How much more will you pay? Households with an average income of $40,000 to $50,000 will face an average tax increase of $579; those making between $50,000 and $75,000 will see an average increase of $822, according to the Tax Policy Center. (For most Americans, the only increase they will face is the payroll tax increase.)
The Senate overwhelmingly approved the deal Tuesday; the House voted at 10:45 p.m., approving it 257 to 167 and sending it to President Barack Obama for his signature. The tax package extends most of the Bush-era tax cuts for individuals making less than $400,000 and married couples making less than $450,000.
The measure also extends benefits to 2 million unemployed workers who were about to lose their federal checks. It also will delay for two months automatic cuts to the Pentagon and other agencies that had been set to take effect Wednesday, the Washington Post reported.
“This agreement will … grow the economy and shrink our deficits in a balanced way – by investing in our middle class, and by asking the wealthy to pay a little more,” President Obama said. “What’s more, today’s agreement builds on previous efforts to reduce our deficits.”
“The lower tax rates, an expanded Child Tax Credit, and marriage penalty relief will provide certainty for 114 million households and together will prevent the typical family of four from seeing a $2,200 tax increase,” the White House said in a release.
A fact sheet at whitehouse.gov provides an in-depth look at the agreement. It can be viewed here.
According to the president, the American Taxpayer Relief Act of 2012:
– Permanently extends middle class tax cuts;
– Raises income tax rates on the wealthiest;
– Extends Emergency Unemployment Insurance benefits for 2 million people;
– Extends expansions of the Child Tax Credit, Earned Income Tax Credit, and the President’s new American Opportunity Tax Credit;
– Extends renewable energy incentives, the R&E tax credit and other business incentives;
– Avoids a 27 percent cut to reimbursements for doctors seeing Medicare patients for 2013 by fixing the sustainable growth rate formula through the end of next year;
– Saves $24 billion, half in revenue and half from spending cuts which are divided equally between defense and non-defense, in order to delay the sequester for two months;
– Restores the 39.6 percent rate for high-income households, as in the 1990s;
– Returns Capital Gains tax rates to what it was under President Bill Clinton, 20 percent (Counting the 3.8 percent surcharge from the Affordable Care Act, dividends and capital gains would be taxed at a rate of 23.8 percent for high-income households);
– Reduces tax benefits for households making over $250,000 (for singles) and $300,000 (for couples);
– Raises the estate tax rate on estates worth $5 million per person, from 35 percent to 40 percent;
– Locks in $620 billion in high-income revenue over the next 10 years; and
– Extends the farm bill through the end of the fiscal year, averting a sharp rise in milk prices at the beginning of 2013.
How they voted
Many House Republicans had vowed to not raise taxes, which made reaching a fiscal cliff agreement difficult. For much of Tuesday, the measure appeared to be headed for defeat, the Post said.
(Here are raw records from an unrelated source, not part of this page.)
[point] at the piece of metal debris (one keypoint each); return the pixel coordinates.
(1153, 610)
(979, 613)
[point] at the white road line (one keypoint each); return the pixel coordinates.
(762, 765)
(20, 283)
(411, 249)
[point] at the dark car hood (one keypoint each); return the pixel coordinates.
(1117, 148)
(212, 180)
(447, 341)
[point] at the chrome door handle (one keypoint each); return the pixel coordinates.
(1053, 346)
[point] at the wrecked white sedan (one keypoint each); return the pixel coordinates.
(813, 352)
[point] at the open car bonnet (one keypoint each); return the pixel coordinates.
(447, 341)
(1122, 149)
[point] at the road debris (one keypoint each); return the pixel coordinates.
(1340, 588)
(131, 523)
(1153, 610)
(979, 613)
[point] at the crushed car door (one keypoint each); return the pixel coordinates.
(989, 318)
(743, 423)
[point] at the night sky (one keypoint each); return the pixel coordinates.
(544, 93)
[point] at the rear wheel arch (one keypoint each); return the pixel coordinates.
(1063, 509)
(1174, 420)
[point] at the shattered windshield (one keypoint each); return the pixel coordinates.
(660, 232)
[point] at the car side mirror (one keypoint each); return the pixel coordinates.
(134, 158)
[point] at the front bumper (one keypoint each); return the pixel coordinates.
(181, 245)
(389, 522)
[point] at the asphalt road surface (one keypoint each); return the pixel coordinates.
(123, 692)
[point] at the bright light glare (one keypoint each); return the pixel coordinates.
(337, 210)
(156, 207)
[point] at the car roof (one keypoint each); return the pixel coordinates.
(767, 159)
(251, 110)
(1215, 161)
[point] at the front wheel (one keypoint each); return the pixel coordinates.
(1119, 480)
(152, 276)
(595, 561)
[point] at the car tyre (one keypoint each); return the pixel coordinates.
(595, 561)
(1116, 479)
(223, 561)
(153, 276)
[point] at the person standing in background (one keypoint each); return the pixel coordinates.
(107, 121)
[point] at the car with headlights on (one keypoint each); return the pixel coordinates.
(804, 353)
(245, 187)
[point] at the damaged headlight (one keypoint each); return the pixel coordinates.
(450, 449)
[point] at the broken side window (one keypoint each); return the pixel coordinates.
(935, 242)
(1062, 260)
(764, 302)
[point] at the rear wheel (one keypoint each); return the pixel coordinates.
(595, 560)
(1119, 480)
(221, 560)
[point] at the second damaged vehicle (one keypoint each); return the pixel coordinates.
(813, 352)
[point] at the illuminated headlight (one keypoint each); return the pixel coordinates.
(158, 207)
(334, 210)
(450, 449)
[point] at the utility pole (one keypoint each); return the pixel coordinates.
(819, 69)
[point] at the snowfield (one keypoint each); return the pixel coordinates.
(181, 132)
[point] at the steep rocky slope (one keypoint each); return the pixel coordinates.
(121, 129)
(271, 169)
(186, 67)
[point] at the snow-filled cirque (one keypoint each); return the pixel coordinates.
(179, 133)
“In the end, GOP lawmakers decided not to take a gamble that could force the nation to face historic tax increases for virtually every American — and leave House Republicans to take the blame,” the Post said.
The bill drew 85 votes from House Republicans and 172 from Democrats; 151 Republicans voted no, making the GOP tally fall short of a majority of the caucus.
Of Kentucky’s delegation, McConnell, Rep. Ben Chandler, D-Ky., and Rep. John Yarmuth, D-Ky., voted yes, while Sen. Rand Paul, R-Ky., and Republican representatives Brett Guthrie, Ed Whitfield, Hal Rogers and Thomas Massie voted against the bill.
World markets rose on news that an agreement had been reached. U.S. stocks also rose Wednesday morning. The Dow Jones Industrial Average (DJI) rose 259 points to 13,364 and the S&P 500 Index (GSPC) climbed 30 points to 1,456.
Just before noon, the DJI was at 13,331, the S&P was at 1,451, and the Nasdaq was at 3,088.